На какой срок оторвал я их от себя и доверил Неизвестности? Никогда в России я не был от них так далеко, как с этой минуты, когда между нами в одночасье легли границы государств, паспортные режимы и эмигрантское безденежье. Мы разлучались порой надолго, да, после окончания музыкального училища Белла добровольно уехала преподавать музыку в какой-то глухой кубанский совхоз и жила там год, народоволка, и доработалась до затяжного приступа астмы, но при первом известии об этом я бросил занятия во ВГИКе, вылетел за ней из Москвы и – согнутую колесом, дышавшую только верхними краями легких – на руках унес из больницы, увез к нашей маме в Полтаву. А позже Белла, бросив всех своих кавалеров, приехала в Москву и нашла себе работу в трех часах от нее, в Шатуре – лишь бы быть поближе к своему единственному брату, бездомному и безработному в то блаженное время нашей юности… А когда умирала наша мама, я прилетел из Москвы в Полтаву, застал маму в больничной палате еще живой, и она сняла тогда с руки свое единственное – обручальное – кольцо и сказала тихо, как говорят умирающие:
– Отдай Белле. Не бросай ее…
Я не бросал ее, мама!
Я написал о ней пьесу, ты знаешь. Я поставил о ней фильм, ты знаешь. И когда разбогател, то перевез их всех в Москву – и Беллу, и ее гребаного мужа, и Асю, и купил им в Москве квартиру – им, не себе. А когда запретили два моих фильма и я решил, что баста, я не буду лизать зад этой власти, лучше камни бить на нью-йоркской мостовой, то, уезжая, я поставил в титры своего последнего фильма ее фамилию вместо своей, думая, что уеду один, но… она разошлась с мужем, чтобы уехать со мной. И вот теперь – в здравом уме, не подневольно, а только подчиняясь еврейскому инстинкту жертвовать всем ради своих детей – мы с ней впервые в жизни поступали не по сердцу, а по уму. Но буду ли я благословлять эту минуту или прокляну ее?

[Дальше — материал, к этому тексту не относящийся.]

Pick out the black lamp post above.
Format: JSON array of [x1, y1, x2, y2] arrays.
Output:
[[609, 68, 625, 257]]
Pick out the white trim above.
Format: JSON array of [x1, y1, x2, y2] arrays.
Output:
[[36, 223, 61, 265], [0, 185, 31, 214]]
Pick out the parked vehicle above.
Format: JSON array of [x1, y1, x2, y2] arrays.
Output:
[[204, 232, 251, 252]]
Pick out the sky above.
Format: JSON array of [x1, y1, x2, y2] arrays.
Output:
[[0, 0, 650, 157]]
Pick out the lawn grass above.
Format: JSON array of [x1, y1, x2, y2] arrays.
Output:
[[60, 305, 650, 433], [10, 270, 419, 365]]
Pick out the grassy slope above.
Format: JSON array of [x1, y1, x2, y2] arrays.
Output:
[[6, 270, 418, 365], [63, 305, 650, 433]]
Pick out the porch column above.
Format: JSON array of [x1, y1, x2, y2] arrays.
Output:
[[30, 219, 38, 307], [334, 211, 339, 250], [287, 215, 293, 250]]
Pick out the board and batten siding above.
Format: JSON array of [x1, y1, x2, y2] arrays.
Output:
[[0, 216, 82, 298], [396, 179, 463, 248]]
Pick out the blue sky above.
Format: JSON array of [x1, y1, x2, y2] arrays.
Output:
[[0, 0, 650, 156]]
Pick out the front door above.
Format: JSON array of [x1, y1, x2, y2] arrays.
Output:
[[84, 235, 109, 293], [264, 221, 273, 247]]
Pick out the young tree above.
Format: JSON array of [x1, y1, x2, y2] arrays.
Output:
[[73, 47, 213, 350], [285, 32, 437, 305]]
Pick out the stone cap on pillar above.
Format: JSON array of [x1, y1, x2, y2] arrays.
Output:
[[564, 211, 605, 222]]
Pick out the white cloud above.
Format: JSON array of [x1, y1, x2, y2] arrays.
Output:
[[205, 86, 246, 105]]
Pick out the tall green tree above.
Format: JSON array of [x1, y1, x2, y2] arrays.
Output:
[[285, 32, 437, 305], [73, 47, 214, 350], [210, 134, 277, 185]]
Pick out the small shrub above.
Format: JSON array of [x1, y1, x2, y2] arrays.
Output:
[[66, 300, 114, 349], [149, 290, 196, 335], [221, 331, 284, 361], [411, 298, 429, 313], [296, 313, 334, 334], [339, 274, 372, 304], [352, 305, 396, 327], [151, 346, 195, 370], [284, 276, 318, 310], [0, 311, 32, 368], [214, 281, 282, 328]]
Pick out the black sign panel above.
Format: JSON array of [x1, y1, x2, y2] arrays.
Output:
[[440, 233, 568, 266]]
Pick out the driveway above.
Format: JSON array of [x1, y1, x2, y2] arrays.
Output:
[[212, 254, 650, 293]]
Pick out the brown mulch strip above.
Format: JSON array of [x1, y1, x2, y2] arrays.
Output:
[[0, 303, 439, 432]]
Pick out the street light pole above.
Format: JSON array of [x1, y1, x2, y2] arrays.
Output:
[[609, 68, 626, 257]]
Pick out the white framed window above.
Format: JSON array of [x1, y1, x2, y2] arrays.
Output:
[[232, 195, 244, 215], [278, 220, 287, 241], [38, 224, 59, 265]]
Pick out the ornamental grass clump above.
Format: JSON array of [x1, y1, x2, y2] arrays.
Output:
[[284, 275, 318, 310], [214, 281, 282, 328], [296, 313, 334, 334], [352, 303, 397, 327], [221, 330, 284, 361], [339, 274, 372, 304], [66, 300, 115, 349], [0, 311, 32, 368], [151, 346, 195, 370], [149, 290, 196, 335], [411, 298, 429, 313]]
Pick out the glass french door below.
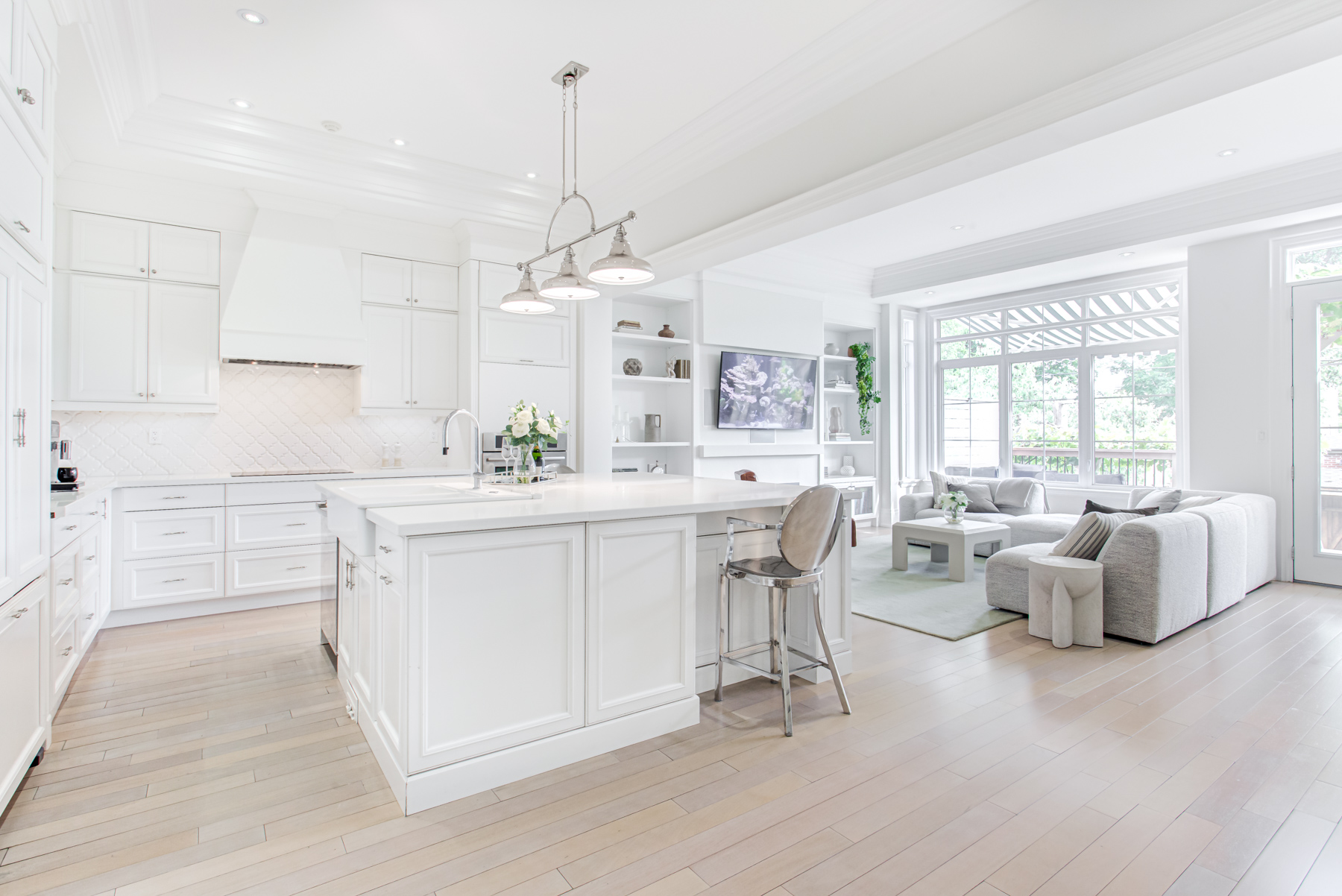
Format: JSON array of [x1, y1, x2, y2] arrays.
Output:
[[1291, 280, 1342, 586]]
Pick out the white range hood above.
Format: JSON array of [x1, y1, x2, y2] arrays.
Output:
[[218, 192, 366, 366]]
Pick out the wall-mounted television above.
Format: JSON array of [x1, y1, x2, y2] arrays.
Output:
[[718, 351, 816, 429]]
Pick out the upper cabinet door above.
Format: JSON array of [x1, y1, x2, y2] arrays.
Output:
[[16, 19, 51, 140], [359, 304, 412, 411], [7, 265, 51, 582], [364, 255, 415, 307], [63, 275, 148, 401], [411, 311, 460, 411], [70, 212, 149, 277], [149, 285, 218, 405], [480, 309, 569, 367], [411, 262, 456, 311], [149, 224, 218, 285]]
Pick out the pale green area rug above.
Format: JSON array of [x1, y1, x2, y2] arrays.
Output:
[[852, 535, 1024, 641]]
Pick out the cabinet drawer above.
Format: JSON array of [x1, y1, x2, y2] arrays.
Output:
[[0, 115, 45, 247], [51, 545, 79, 619], [118, 554, 224, 609], [224, 543, 336, 597], [224, 482, 325, 507], [224, 502, 322, 552], [50, 616, 79, 712], [121, 485, 224, 510], [121, 507, 224, 559]]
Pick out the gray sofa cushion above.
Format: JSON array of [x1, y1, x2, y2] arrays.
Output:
[[1181, 503, 1250, 616], [1097, 514, 1206, 644], [983, 543, 1053, 614]]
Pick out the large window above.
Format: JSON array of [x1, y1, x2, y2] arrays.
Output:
[[934, 280, 1179, 485]]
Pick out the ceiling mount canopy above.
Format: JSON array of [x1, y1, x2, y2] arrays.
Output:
[[500, 62, 655, 314]]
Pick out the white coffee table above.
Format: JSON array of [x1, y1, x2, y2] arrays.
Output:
[[889, 519, 1010, 582]]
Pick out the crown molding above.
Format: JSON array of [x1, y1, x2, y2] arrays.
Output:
[[646, 0, 1342, 281], [121, 97, 553, 230], [872, 153, 1342, 297], [590, 0, 1032, 214]]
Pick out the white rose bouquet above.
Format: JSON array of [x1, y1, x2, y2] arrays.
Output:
[[503, 401, 569, 445]]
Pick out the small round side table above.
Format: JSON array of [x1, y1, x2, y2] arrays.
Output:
[[1030, 554, 1104, 648]]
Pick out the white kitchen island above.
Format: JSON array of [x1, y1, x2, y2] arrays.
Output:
[[324, 473, 851, 813]]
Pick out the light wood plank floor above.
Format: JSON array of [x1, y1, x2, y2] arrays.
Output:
[[0, 532, 1342, 896]]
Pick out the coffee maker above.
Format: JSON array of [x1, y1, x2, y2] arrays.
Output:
[[51, 420, 79, 491]]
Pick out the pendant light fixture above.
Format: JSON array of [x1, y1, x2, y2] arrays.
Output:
[[500, 62, 655, 314]]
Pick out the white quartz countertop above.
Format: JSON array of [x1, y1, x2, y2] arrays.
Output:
[[368, 473, 805, 537]]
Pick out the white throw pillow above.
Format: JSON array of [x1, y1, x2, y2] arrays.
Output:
[[1173, 495, 1221, 514], [1137, 488, 1184, 514], [993, 476, 1044, 507], [1050, 512, 1146, 559]]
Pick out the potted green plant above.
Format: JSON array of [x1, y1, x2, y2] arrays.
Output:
[[848, 342, 881, 436]]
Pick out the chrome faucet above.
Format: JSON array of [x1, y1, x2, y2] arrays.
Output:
[[443, 408, 485, 490]]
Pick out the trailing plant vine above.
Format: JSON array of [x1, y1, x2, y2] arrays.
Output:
[[848, 342, 881, 436]]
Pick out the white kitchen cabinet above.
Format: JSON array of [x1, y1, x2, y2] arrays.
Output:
[[359, 304, 415, 409], [149, 224, 218, 285], [17, 17, 54, 139], [403, 525, 585, 772], [0, 575, 47, 806], [359, 304, 458, 413], [587, 517, 695, 725], [480, 309, 569, 367], [117, 554, 224, 609], [70, 212, 149, 277], [411, 311, 458, 411], [411, 262, 456, 311], [148, 283, 218, 405], [362, 255, 415, 309], [0, 113, 48, 257], [224, 542, 336, 597], [121, 507, 224, 559], [373, 572, 408, 767], [57, 274, 149, 404]]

Я стоял посреди австрийского шоссе и смотрел им вслед.
Господи, сохрани их без меня и не разлучай нас надолго!
Желтый микроавтобус увозил их по солнечной аккуратной австрийской земле, и под этим солнцем не было ни одной диссонирующей ноты, которая заставила бы меня вновь догнать этот автобус, прижать к себе Беллу и Асю и не выпускать никогда.
Я стоял и смотрел им вслед, пока они не исчезли за дальним поворотом шоссе…
…По странному стечению обстоятельств, именно в этот день, 25 января 1979 года, арабские террористы совершили нападение на Израильское посольство в Вене, выстрелили в него ракетой. Мы, однако, еще ничего не знали об этом…
Сталин не любил эту дачу, но и не расставался с ней до конца своей жизни. Когда-то, едва став хозяином Кремля и всей России со всеми ее барскими усадьбами, Ясными Полянами и Петродворцами, он выбрал себе эту дачу только потому, что до революции здесь было поместье кавказского генерал-губернатора, и самолюбие сына грузинского сапожника тешилось сознанием такой символичной экспроприации.